Read on to find out what happened and how you can better protect your own Authy account from attacks like these.
How did this hack happen?
Twilio reports in a status update that it suffered the breach back on August 4, 2022. Current and former employees received phishing text messages that looked almost picture perfect, claiming to be from Twilio’s IT department and informing them that they need to reset their passwords because they are expired. An included link then led to a fake login page that looked almost exactly like Twilio’s real deal. It looks like at least one person fell for the phishing attack, as hackers managed to gain access to Twilio’s internal systems with someone’s stolen credentials.
The company has since been working to find out which services and customers were compromised, and how to prevent future incidents. Among these customers was also LastPass, which had parts of its source code stolen, but thankfully, no user data was exposed. Twilio says it has additionally reemphasized its “security training to ensure employees are on high alert for social engineering attacks.”
How are Authy users affected?
While Authy is also affected by the breach, it doesn’t look like too many users are affected. It appears as though the hackers used Twilio for a number of highly targeted attacks, as the security team found out that only 93 Authy users out of 75 million were affected, with bad actors registering additional devices to the accounts. These unauthorized devices have since been removed from the accounts, and the targeted users in question were all contacted by the company.

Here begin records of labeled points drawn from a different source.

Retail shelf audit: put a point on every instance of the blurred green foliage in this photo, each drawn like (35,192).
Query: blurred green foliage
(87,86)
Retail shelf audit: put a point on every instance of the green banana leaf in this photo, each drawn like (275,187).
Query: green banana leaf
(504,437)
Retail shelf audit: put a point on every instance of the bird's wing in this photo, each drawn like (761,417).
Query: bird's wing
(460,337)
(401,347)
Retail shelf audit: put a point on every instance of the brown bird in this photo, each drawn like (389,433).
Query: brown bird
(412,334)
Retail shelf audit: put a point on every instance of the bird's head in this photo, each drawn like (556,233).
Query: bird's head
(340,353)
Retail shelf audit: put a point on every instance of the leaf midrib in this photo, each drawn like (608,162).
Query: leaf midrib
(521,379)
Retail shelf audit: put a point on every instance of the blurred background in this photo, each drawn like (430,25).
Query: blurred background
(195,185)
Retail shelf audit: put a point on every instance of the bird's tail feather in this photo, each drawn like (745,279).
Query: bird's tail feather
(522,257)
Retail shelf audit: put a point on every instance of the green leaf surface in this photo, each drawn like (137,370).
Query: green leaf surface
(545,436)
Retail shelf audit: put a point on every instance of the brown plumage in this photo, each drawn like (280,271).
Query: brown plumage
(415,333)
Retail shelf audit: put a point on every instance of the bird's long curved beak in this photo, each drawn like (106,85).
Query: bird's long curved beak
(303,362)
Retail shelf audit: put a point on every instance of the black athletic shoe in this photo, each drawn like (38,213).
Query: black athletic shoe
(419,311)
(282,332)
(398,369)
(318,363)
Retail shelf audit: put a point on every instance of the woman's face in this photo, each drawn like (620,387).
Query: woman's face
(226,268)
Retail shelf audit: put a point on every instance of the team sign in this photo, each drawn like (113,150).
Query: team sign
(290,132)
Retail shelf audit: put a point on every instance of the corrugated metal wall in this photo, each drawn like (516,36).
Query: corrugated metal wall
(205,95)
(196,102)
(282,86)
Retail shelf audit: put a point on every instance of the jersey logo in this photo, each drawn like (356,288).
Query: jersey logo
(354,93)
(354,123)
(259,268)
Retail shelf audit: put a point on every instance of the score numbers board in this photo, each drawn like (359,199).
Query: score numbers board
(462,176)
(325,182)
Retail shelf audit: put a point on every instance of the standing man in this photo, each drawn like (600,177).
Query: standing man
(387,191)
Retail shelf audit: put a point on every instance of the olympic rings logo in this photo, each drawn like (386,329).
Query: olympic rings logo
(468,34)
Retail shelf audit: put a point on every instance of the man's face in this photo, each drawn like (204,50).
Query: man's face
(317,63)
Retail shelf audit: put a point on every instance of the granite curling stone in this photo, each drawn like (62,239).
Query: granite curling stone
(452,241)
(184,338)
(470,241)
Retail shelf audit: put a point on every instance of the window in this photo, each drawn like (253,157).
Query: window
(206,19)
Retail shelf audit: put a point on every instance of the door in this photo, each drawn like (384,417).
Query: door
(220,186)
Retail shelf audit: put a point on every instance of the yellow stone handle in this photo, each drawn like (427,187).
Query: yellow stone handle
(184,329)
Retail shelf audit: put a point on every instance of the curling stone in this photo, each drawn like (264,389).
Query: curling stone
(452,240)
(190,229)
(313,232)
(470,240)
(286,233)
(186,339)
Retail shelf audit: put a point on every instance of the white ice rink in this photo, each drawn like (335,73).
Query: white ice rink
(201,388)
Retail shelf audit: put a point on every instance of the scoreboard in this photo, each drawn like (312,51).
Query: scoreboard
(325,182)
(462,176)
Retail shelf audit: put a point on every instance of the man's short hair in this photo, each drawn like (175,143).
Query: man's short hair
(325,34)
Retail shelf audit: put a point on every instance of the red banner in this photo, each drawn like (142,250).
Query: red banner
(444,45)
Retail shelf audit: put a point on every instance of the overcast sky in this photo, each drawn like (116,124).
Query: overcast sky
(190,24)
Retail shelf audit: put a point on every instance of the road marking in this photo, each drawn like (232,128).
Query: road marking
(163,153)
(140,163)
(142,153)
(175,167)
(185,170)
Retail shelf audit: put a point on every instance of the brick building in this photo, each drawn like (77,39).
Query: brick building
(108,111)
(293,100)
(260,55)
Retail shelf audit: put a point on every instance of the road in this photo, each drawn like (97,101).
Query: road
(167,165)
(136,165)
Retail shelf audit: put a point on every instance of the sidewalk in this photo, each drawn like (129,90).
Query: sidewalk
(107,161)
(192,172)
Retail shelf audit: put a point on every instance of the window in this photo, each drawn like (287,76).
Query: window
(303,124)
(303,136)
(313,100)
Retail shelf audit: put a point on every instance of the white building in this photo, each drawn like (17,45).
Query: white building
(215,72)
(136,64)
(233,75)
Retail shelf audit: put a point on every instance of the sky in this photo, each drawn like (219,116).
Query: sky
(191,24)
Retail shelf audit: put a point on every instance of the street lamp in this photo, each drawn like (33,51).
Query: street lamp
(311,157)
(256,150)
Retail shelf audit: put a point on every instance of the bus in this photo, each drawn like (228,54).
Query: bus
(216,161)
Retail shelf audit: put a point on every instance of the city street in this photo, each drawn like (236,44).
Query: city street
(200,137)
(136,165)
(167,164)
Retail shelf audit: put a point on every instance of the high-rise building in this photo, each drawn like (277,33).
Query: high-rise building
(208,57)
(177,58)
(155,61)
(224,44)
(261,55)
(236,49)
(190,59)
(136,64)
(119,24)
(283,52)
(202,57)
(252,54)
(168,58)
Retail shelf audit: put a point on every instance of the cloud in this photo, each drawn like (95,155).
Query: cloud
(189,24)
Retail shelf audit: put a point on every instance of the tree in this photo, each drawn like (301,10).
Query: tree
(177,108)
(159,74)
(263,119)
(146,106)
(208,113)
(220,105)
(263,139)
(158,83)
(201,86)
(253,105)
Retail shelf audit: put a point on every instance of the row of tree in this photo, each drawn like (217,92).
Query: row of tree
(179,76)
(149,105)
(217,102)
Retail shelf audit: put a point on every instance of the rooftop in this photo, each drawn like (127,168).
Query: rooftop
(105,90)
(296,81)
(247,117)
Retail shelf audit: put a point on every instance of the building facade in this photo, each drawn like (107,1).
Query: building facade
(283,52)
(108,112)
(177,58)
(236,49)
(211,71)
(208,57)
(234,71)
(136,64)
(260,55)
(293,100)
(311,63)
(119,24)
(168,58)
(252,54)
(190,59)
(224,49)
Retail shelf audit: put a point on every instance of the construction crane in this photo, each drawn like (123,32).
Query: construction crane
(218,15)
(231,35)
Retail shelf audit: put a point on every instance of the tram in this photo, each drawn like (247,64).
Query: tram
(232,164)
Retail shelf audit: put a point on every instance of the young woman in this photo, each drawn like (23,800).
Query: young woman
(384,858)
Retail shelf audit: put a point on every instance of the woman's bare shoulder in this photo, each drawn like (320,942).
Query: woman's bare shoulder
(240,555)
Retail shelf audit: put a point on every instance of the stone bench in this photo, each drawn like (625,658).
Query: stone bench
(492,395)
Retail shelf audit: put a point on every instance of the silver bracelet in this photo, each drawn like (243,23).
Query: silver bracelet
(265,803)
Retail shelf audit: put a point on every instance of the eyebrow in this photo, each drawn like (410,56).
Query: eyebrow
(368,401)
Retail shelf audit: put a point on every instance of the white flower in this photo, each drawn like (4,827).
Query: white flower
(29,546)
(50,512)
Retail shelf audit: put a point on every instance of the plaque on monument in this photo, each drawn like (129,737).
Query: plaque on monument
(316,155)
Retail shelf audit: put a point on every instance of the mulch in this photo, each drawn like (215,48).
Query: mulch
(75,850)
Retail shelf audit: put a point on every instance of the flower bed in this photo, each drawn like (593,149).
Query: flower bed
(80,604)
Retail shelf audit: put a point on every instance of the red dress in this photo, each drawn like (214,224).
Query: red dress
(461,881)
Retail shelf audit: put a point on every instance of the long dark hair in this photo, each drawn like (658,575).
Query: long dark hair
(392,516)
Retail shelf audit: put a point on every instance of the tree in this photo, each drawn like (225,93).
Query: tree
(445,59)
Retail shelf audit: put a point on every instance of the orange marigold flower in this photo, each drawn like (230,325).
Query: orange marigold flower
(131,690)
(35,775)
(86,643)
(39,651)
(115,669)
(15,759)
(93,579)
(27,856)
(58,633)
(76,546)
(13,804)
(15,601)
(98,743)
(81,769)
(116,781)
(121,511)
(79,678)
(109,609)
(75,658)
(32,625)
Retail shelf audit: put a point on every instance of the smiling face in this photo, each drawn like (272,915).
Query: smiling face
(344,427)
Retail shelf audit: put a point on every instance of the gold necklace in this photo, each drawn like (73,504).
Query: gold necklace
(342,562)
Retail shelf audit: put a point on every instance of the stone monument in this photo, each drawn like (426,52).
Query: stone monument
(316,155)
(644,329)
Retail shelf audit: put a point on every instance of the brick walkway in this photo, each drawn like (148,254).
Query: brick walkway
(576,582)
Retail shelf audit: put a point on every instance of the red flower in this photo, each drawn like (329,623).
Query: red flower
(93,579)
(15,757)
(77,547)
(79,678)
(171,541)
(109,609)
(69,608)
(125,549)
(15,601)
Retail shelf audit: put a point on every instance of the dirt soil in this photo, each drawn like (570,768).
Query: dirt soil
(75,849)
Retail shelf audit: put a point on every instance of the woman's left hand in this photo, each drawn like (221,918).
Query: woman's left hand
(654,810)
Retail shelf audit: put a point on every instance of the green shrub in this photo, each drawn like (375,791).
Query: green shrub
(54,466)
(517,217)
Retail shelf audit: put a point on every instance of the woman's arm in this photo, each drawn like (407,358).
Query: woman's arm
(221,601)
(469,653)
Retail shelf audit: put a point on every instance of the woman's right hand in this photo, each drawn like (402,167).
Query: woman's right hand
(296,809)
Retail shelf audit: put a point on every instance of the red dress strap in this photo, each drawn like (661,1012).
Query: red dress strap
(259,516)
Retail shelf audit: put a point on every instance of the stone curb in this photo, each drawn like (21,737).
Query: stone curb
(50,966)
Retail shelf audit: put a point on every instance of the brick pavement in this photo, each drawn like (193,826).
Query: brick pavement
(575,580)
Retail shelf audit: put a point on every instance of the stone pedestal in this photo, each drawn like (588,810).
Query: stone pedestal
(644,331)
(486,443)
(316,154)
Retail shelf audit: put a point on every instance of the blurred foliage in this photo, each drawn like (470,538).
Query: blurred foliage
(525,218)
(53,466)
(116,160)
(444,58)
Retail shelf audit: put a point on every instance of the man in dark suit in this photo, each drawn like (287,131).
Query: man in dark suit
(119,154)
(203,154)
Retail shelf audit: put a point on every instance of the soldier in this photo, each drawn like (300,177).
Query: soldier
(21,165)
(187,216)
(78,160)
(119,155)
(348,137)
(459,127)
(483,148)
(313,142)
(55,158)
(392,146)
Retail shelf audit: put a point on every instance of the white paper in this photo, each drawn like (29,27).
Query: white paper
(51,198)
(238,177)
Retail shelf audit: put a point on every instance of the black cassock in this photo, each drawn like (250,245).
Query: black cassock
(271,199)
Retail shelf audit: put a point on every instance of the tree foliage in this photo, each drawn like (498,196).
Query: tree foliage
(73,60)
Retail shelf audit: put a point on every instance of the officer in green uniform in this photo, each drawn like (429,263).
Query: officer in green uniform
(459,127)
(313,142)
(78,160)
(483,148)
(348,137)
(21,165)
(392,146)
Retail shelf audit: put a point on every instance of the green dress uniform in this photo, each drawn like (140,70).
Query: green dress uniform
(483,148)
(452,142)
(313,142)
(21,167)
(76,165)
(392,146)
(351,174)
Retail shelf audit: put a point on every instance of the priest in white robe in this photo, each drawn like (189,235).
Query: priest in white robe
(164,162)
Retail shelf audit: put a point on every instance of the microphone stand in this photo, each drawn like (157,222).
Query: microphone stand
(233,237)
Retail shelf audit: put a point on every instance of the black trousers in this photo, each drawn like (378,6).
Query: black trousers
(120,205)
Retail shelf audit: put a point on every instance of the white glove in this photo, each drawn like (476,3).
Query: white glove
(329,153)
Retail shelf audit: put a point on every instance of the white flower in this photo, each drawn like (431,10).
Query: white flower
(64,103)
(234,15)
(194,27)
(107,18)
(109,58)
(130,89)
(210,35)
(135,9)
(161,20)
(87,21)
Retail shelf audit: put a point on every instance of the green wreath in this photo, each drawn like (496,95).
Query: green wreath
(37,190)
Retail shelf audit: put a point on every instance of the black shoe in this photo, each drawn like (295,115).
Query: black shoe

How can you secure your Authy account?
Authy recommends an easy fix that stops the addition of unauthorized devices. If you use Authy, you should first set up the app on one or two backup devices like your laptop or tablet and then disable “Allow multi-device” in the app’s Devices settings on any of your devices.
This prevents anyone who is not in possession of your connected devices from adding further devices, including you. (That’s why it’s so important to have backup devices — otherwise it will be a big hassle to regain access if your phone is stolen or lost, though it isn’t impossible.) When you do want to add new devices, you can re-enable “Allow multi-device” on any of your connected devices at any time.
Does the Authy hack mean 2FA isn’t secure?
Keep in mind that even if you were caught in the midst of this Authy hack, your online accounts should still remain secured as long as your password and the email address associated with your account isn’t in the hands of the hackers. After all, this is exactly what two-factor authentication is meant for: Even when one of your login factors is compromised, a bad actor would still need the other factor to gain access. If you’re not a high-profile politician or an otherwise obvious target for hackers, it’s very unlikely that both of your factors will be hacked at the same time.
If you’re still concerned, AP alumn Ryne Hager mentioned in his goodbye post a week ago that the best thing you can probably do to stay secure online is to buy a YubiKey or a comparable hardware-based authenticator. A hacker would need physical access to the hardware keys to get around their protection. Just remember that you should invest in a backup key, as getting into your accounts could be a hassle if you lose your primary authenticator.
As Twilio is investigating the attack, it’s possible that we will learn about further implications. We can only hope that the Authy hack remains as limited in scope as it currently is.